2025 AMC 12A Problems/Problem 3

The following problem is from both the 2025 AMC 10A #4 and 2025 AMC 12A #3, so both problems redirect to this page.

Problem

A team of students is going to compete against a team of teachers in a trivia contest. The total number of students and teachers is $15$ . Ash, a cousin of one of the students, wants to join the contest. If Ash plays with the students, the average age on that team will increase from $12$ to $14$ . If Ash plays with the teachers, the average age on that team will decrease from $55$ to $52$ . How old is Ash?

$\textbf{(A)}~28\qquad\textbf{(B)}~29\qquad\textbf{(C)}~30\qquad\textbf{(D)}~32\qquad\textbf{(E)}~33$

Solution 1

When Ash joins a team, the team's average is pulled towards his age. Let $A$ be Ash's age and $N$ be the number of people on the student team. This means that there are $15-N$ people in the teacher team. Let us write an expression for the change in the average for each team.

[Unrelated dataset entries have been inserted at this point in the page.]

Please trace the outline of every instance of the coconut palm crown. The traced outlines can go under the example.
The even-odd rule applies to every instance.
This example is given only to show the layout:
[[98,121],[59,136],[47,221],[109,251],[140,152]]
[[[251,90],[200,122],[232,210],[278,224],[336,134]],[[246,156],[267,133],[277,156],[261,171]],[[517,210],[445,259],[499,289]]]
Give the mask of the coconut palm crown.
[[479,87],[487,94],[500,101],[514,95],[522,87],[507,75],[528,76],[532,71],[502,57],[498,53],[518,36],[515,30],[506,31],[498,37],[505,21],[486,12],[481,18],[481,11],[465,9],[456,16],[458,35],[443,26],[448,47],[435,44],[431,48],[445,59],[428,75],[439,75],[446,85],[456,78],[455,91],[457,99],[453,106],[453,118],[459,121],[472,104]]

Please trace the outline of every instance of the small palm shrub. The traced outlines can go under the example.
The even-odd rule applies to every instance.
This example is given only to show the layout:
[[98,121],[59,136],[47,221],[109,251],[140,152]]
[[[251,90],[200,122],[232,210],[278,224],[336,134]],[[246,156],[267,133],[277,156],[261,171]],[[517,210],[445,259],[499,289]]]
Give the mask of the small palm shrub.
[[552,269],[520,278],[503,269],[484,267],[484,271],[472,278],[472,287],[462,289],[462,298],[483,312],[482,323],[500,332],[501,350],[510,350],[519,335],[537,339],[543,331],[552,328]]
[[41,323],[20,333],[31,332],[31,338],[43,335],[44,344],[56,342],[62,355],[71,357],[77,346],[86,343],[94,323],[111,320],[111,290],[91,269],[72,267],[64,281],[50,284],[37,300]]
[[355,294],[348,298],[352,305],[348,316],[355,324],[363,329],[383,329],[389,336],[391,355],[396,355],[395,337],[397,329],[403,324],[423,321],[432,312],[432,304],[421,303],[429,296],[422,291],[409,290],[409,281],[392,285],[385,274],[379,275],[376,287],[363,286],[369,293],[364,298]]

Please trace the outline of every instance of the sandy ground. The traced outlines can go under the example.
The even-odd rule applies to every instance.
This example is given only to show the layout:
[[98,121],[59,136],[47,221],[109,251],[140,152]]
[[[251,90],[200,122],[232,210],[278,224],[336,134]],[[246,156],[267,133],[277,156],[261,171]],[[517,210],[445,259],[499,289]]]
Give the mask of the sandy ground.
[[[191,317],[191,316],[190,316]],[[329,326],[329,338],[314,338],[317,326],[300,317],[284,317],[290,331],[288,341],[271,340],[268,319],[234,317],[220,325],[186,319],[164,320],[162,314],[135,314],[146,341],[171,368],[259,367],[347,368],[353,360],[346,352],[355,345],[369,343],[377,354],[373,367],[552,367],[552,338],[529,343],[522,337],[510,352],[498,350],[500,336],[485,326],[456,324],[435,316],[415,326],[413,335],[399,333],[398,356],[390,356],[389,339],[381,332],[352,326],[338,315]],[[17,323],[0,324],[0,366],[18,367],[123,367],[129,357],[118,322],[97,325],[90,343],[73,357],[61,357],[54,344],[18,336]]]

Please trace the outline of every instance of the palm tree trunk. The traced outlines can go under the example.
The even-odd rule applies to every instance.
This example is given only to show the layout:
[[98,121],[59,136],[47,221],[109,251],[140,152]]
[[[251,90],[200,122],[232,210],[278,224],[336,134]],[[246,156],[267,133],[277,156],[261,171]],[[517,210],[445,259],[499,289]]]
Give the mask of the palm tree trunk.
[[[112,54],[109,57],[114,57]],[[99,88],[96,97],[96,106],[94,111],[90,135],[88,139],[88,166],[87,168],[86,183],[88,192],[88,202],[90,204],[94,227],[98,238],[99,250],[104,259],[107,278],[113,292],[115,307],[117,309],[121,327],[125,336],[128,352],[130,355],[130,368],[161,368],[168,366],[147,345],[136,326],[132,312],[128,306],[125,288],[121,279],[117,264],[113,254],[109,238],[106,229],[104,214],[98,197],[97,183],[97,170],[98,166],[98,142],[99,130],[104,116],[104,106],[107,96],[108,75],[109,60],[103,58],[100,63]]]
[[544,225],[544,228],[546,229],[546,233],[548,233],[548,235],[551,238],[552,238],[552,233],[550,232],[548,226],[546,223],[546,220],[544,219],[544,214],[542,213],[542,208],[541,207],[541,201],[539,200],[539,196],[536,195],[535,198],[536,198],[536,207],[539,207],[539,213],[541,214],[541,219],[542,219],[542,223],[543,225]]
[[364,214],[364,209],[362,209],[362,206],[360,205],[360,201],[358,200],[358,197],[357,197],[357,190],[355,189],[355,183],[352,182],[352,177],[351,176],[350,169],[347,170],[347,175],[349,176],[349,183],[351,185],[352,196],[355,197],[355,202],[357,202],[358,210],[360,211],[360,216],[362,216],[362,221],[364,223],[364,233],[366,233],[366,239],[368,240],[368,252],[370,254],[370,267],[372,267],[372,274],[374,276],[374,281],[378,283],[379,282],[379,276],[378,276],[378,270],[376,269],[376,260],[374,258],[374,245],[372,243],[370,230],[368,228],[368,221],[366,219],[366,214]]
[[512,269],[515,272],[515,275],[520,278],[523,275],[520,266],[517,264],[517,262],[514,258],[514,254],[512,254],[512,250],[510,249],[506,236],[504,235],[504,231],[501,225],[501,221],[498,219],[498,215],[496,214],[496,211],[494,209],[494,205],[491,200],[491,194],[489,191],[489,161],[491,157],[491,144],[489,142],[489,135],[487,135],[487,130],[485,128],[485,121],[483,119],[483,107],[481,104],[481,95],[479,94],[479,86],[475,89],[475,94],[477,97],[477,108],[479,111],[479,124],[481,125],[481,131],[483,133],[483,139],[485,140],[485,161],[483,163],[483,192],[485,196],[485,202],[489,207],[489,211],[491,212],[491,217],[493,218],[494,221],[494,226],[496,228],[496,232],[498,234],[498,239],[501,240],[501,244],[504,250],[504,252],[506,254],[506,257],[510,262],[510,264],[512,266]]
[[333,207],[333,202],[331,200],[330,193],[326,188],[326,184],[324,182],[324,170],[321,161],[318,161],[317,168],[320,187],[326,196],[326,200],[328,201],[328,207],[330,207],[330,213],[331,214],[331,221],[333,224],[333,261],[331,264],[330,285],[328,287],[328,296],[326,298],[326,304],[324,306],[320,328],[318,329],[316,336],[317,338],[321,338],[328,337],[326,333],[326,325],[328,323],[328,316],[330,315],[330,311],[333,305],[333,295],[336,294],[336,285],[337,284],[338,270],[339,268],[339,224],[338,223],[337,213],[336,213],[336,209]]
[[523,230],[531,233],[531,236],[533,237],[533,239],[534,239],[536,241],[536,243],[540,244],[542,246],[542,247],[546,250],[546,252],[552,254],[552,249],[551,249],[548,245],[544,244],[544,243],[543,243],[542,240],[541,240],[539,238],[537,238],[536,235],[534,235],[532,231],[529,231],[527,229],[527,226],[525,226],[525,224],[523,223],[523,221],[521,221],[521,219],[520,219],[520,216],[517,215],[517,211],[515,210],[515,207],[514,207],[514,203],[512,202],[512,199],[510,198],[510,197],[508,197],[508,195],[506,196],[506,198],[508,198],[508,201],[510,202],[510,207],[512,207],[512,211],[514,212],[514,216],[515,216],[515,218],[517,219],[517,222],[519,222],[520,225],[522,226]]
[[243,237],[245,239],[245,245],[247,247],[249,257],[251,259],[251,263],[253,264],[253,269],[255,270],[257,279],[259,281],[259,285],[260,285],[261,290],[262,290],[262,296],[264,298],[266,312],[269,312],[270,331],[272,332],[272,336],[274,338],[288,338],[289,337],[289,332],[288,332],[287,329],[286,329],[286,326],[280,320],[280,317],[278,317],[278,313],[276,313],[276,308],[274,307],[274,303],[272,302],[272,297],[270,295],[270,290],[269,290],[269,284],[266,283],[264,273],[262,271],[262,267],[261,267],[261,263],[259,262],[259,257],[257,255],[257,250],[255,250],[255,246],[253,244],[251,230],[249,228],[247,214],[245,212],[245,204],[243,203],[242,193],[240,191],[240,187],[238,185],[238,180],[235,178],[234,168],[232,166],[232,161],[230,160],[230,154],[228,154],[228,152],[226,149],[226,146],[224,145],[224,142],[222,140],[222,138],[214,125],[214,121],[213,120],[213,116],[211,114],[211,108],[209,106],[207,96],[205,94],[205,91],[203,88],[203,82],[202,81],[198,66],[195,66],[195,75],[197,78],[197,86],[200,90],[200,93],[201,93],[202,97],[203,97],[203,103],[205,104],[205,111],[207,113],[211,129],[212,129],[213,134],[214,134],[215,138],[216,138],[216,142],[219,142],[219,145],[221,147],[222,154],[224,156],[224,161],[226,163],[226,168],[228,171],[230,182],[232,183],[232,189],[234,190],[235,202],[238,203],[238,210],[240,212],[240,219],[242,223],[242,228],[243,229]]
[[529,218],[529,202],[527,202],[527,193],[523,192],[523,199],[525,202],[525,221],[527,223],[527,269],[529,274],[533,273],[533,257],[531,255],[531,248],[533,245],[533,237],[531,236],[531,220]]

The students originally had an average of $12$ , which became $14$ when Ash joined, so there was an increase of $2$ . The term $A-12$ represents how much older Ash is compared to the average of the students'. If we divide this by $N+1$ , which is the number of people on the student team when Ash joins, we get the average change per team member once Ash is added. Therefore, $\frac{A-12}{N+1} = 2.$

Similarly, for teachers, the average was originally $55$ , which decreased by $3$ to become $52$ when Ash joined. Intuitively, $55-A$ represents how much younger Ash is than the average age of the teachers. Dividing this by the expression $(15-N)+1$ , which is the new total number of people on the teacher team, represents the average change per team member once Ash joins. We can write the equation

$\frac{55-A}{16-N} = 3.$

To solve the system, multiply equation (1) by $N+1$ , and similarly multiply equation (2) by $16-N$ . Then add the equations together, canceling $A$ , leaving equation $43=50-N$ . From this we get $N=7$ and $A= \boxed{28}.$

~lprado

Solution 2

As shown above, we get the equation $\frac{55-A}{16-N} = 3.$ Rearranging we get $\frac{55-A}{3} = 16-N.$ Therefore, since N must be an integer, $55-A$ must be divisible by 3. Plugging in values gets us $A= \boxed{28}.$

Solution 3

Another way is to say that there are S students and T teachers and Ash's age is A. We can create the equation $(1) S+T=15$ . We can also create the equations $(2) \frac{12S+A}{S+1}=14$ and $(3) \frac{55T+A}{T+1}=52$ Equation (2) simplifies to $A=2S+14$ and equation (3) simplifies to $A=-3T+52$ . Multiply (2) by $3$ to get equation $(4) 3A=6S+42$ and (3) by $-2$ to get $(5) -2A=6T-104$ Add (4) and (5) to get $A=6(S+T)-62$ . After substituting equation (1) and simplifying, you get $A=\boxed{28}$ or answer choice $\boxed{A}$ .

~Champions247

Chinese Video Solution

https://www.bilibili.com/video/BV18V2uBtEHt/

~metrixgo

Video Solution (Very Fast and Intuitive)

https://youtu.be/ZqswJsf2Odo?si=c9Nx3kD657-9tWcY ~ Pi Academy

Video Solution

https://youtu.be/QBn439idcPo?si=z3_v6d_ZmpZGbm4N&t=243

Video Solution by SpreadTheMathLove

https://www.youtube.com/watch?v=dAeyV60Hu5c

Video Solution

https://www.youtube.com/watch?v=dAeyV60Hu5c

Video Solution

https://youtu.be/_LKnEMhTAu4

~ Education, the Study of Everything

2025 AMC 10A (Problems • Answer Key • Resources)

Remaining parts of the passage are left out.